I took out an LMA and smothered it with thick lidocaine ointment.
George’s oxygen level was dipping now. The LMA, or Laryngeal Mask Airway, is a
piece of soft inflatable plastic, oval in shape, that is attached to a stiff
plastic tube. You insert it in the mouth and pass it past the back of the tongue
and it seats just above the entrance to the lungs. It seals off the back of the
throat and you can push air into the lungs without having to insert a breathing
tube all the way in, farther down.
This LMA was big though, as long as George’s outstretched
hand, and I put it in his mouth with him wide awake, wide-eyed and staring at
me.
“George I’m going to put this little breathing thing in the
back of your throat because your oxygen level is getting really low. It’s going
to help me breathe for you. I know it’s uncomfortable, but you should still be
numb back there.”
The LMA twisted in the back of his throat and he struggled.
I pulled it out. Again I put it in and this time it dropped into place. The
surgeon slid the bronchoscope through it and slid in and out of the trachea,
again and again, suctioning out blood and trying in vain to see well enough to
place the tracheostomy tube that was the reason why we were all here all
together in this operating room. I held the LMA tightly in my left hand,
pulling with my wrist on George’s forehead, keeping his neck cocked back as the
surgeon tried again and again to make the perfect hole in his neck.
“We can’t get it. I’m pulling out.”
And it ended. I stopped squeezing the ventilation bag with
my right hand, I looked in George’s eyes and I pulled the LMA out. He coughed
up thick piles of blood.

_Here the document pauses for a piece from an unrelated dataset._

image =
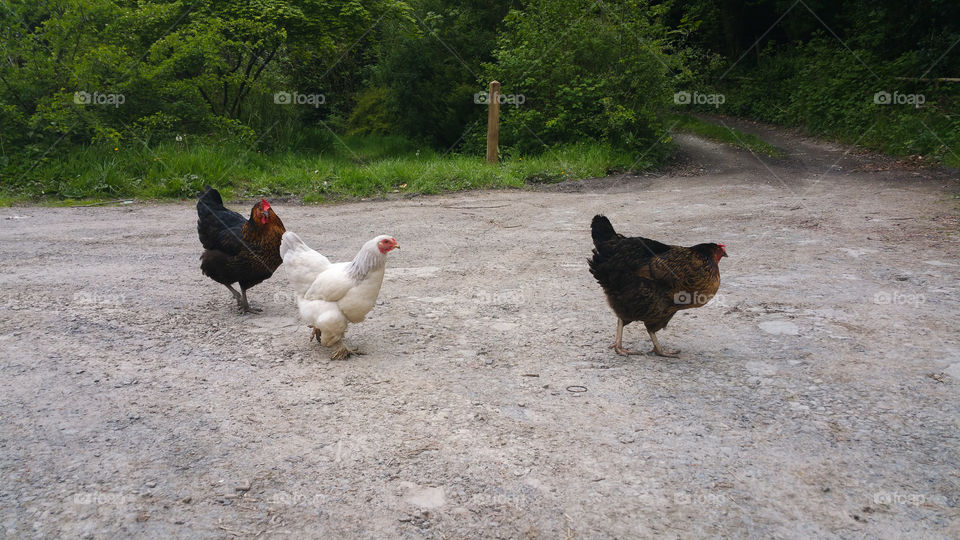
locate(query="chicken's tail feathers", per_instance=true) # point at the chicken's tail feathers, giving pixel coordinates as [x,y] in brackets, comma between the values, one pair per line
[601,229]
[209,199]
[291,242]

His oxygen level dropped and rebounded, again and
again. He was no different from when I met him the afternoon before, sitting
upright and gasping at breaths, grunting unmelodically in between. He had a
feeding tube now, and a couple of needle holes in his neck, but he was alive
and still pulling each thin breath in on his own.
We moved him back to the hospital bed that he arrived on and
brought him up the slow elevator to the ICU. A team of nurses and doctors
greeted us.
“They couldn’t get the trach. Feeding tube went in fine.
Local only, no sedation.”
Outside George’s room, I filled the ICU doctor in on the
details of the procedure, me clenching the LMA tightly in my left hand while my
wild-eyed patient struggled to breathe while the bronchoscope passed into his
trachea again and again.
_____________________________________________________
A week later I passed the ICU doctor in the hallway. He was
tall with short-cropped blonde hair and piercing green eyes.
“Remember that guy you dropped off on Monday afternoon?”
“I wish I could forget it.”
“On Tuesday he cleared. All of a sudden everything lifted
and he wasn’t confused anymore. He said he was done with everything and he
wanted to go home to die. We called psychiatry to come because nobody believed
him, but they said he was totally lucid. It took his wife a while to get used
to the idea because she had been signing all the consents up until then, but
she came around. He went home on Hospice on Thursday.”
“That’s the best outcome he could hope for. We tortured him.
If only he’d cleared a week earlier.”
If only he knew exactly what it meant when he came into the
hospital three weeks before that, when he said he wanted everything done.